I hate to bring in the semi-lameness of posting dog pictures so soon into the life of this blog, but there have been three doggy squabbles since Paco got home and I think he causes them somehow. He claims he's not doing anything specific to bring this on. It's actually terrifying to me because they start barking and growling furiously at each other and I'm afraid one of them is going to get hurt eventually.
Paco was dressing up Minha in a babushka-like piece of fabric like this:
And then for some reason it looks like Katta gets jealous, or takes offense, or something. This photo isn't from today, and in the picture they're just playing or wrestling as opposed to actually fighting, but when they do rassle for real it looks kind of like this:
No rasterization needed--I'd just sized it wrong. I increased the height of the header image. Voila.
I rode my bike around and did some errands today--this helped a lot with my anxiety. Although I'm still grinding my teeth right now, ugh.

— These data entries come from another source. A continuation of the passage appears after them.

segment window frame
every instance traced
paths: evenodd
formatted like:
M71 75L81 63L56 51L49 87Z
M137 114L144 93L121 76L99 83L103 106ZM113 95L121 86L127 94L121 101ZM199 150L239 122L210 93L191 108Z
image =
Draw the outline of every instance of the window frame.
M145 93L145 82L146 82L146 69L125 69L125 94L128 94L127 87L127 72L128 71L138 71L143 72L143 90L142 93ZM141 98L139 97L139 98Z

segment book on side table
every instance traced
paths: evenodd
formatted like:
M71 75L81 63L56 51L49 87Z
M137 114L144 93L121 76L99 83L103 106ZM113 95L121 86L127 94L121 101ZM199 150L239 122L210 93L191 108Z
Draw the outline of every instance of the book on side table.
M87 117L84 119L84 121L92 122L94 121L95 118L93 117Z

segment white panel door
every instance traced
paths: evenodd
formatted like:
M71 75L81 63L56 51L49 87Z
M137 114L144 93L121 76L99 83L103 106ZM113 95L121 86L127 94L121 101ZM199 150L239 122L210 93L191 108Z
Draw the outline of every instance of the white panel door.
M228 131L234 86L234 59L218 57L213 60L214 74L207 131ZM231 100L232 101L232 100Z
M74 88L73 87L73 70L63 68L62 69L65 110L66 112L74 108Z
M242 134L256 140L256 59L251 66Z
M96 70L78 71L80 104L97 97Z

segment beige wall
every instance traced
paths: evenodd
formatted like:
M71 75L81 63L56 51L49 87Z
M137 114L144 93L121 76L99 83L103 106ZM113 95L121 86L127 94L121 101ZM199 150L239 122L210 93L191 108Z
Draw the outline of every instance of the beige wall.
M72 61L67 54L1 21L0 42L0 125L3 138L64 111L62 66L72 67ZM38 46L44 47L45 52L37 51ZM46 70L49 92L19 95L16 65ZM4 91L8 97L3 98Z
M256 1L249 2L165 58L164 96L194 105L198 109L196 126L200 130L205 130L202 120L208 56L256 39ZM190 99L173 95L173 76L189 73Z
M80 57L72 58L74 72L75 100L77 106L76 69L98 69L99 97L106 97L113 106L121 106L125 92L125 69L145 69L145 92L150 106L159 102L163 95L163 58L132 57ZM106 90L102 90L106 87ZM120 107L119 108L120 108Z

More later! (Don't you love when you find web/blog/journal sites, last updated, in like, 1999, with those very words? "More later!" "Will update again very soon!" And that last-ever update to the page, those little phrases so full of optimism, just hang there all forlorn, or else taunting...)
Oops! I forgot to do something fontly to the header I just made. I'm sort of learning to use Fireworks for working with graphics, and the fuzzy text from the header could be cuz I forgot to rasterize or whatever the Fireworks equivalent of that is.
I'll fix it later--I gotta go to sleep now!
edited to add: Why is it showing I posted that at I said I needed to go to sleep at 10:13 AM? (or thereabouts) I guess I need to adjust the time settings on ye olde blogge here.
(that meant: "this old blog here" in fake Old English. hee.)
Making my slightly less anonymous blogging debut...
I decided to go with good ol' tBLOG for my latest incursion into the blog world. The added bonus for this blog is that it's part of an assignment for my Multimedia Narratives course, towards my M.A. in Media Studies at the New School.
I'm sort of excited about this. I'd been thinking about starting a new personal blog anyway, wanting to make a new start after the quasi-medical drama of the last one.
I want this to also be sort of health-oriented, but also to be about plain old regular life, family, things I love and want to do, music, film, TV, and my freakish penchant for ratpacking information off the internet. And a way to stay in touch with my friends, and stuff.
"Fairytale in the Supermarket" is a reference to the Raincoats song of the same title.